Le directeur général de Qualibat, Eric Jost, renchérit : "C'est une situation nouvelle pour les particuliers que ces démarches mensongères, agressives, que nous n'avons pas l'habitude de traiter". Il évoque des cas de particuliers bernés par de faux certificats notamment. Lui aussi explique que l'organisme certificateur, une fois informé de tels faits, se tourne vers la répression des fraudes et les directions départementales de la protection des populations (DDPP). "Il faut savoir s'il s'agit de publicité mensongère ou de fraude, avant un éventuel dépôt de plainte", détaille-t-il. Dans le cas où l'entreprise incriminée serait bien qualifiée RGE, il précise que Qualibat suspend temporairement le dossier, le temps d'éclaircir la situation. Mais les démarches commerciales et ventes sur les foires ou les salons se situent en bordure du périmètre d'intervention de son organisme. "Tout ce que nous pouvons faire est un engagement volontaire, de la part des entreprises, à respecter le code de la consommation et des pratiques commerciales", souligne-t-il.

 

Renforcer les contrôles, encore

 

 

Comme l'UFC-Que Choisir, Qualibat note que le phénomène est en hausse puisque de 90 signalements par an en 2016, le nombre de cas est passé à 150 en 2017. Pour lui aussi, le renforcement du dispositif RGE par une meilleure connaissance des entreprises candidates, notamment en examinant leurs bons de commandes, leurs factures et en vérifiant leurs pratiques commerciales, est nécessaire.
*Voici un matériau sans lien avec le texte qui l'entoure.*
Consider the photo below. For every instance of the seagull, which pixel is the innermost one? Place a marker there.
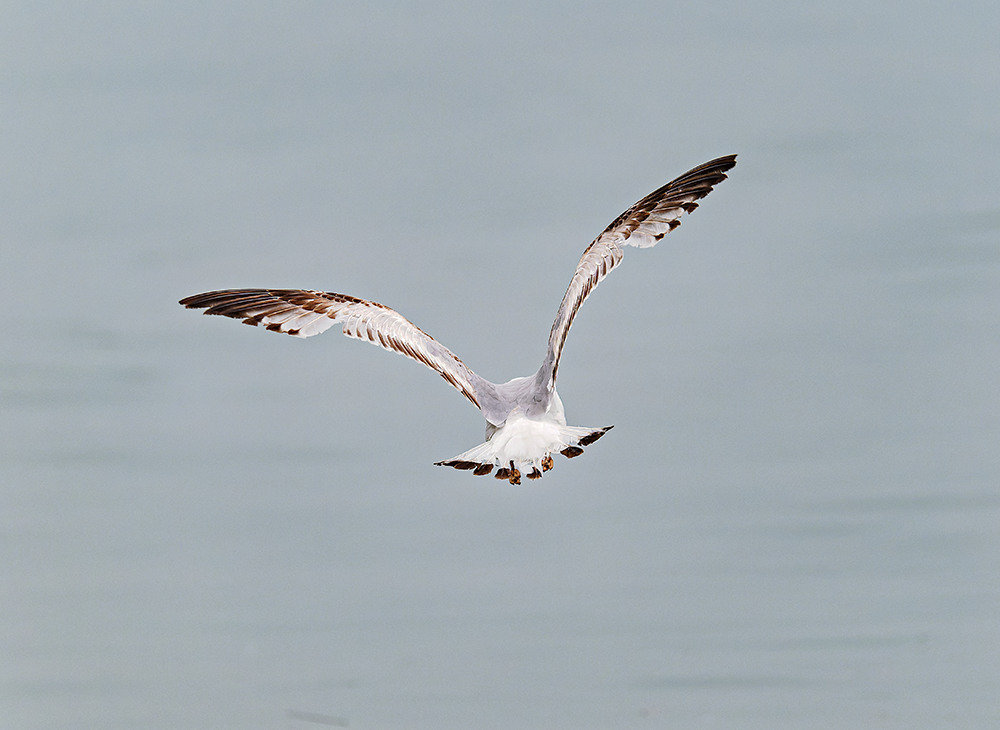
(525, 420)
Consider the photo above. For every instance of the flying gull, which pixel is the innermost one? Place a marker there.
(525, 421)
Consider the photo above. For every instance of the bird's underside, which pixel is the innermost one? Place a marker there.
(525, 424)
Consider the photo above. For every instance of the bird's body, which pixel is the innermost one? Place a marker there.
(525, 421)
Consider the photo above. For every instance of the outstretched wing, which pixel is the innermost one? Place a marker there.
(642, 225)
(304, 313)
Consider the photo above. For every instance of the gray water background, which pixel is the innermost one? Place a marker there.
(794, 524)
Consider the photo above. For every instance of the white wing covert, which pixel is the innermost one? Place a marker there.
(643, 225)
(304, 313)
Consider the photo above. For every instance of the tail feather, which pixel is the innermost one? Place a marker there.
(529, 447)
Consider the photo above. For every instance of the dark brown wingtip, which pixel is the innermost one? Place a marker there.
(460, 465)
(594, 435)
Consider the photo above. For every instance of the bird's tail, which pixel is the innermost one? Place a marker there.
(511, 447)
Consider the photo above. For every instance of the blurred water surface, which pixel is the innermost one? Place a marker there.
(795, 521)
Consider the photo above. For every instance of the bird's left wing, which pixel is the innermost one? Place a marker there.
(303, 313)
(642, 225)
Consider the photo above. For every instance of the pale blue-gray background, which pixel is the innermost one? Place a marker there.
(794, 524)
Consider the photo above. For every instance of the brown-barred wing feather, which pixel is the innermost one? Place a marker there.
(304, 313)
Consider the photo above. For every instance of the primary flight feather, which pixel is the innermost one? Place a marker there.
(525, 422)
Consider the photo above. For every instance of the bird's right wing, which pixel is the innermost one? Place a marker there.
(303, 313)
L'amélioration du suivi des presque 75.000 entités qualifiées est un autre enjeu, pour les trois organismes que sont Qualibat, Qualit'EnR et Qualifelec. Il précise que l'an passé, 7.000 entreprises ont quitté le dispositif, toutes raisons confondues, y compris la cessation d'activité. Pour lui, les radiations pour fraude avérée restent confidentielles en nombre.

 

Concernant le Plan de Rénovation énergétique des bâtiments, Alain Maugard assure : "La concertation est en train de s'achever et le gouvernement tranchera assez vite ensuite pour fixer la feuille de route définitive prenant en compte d'éventuels amendements, y compris ceux sur la surveillance des tarifs". Pour lui, un véritable consensus politique existe autour de la question de la rénovation depuis plusieurs années déjà. "Le vrai problème est d'être plus le plus efficace possible ensemble, pour lutter contre la précarité énergétique", résume le co-animateur qui souhaite que s'instaure un management dans la continuité pour ce grand projet.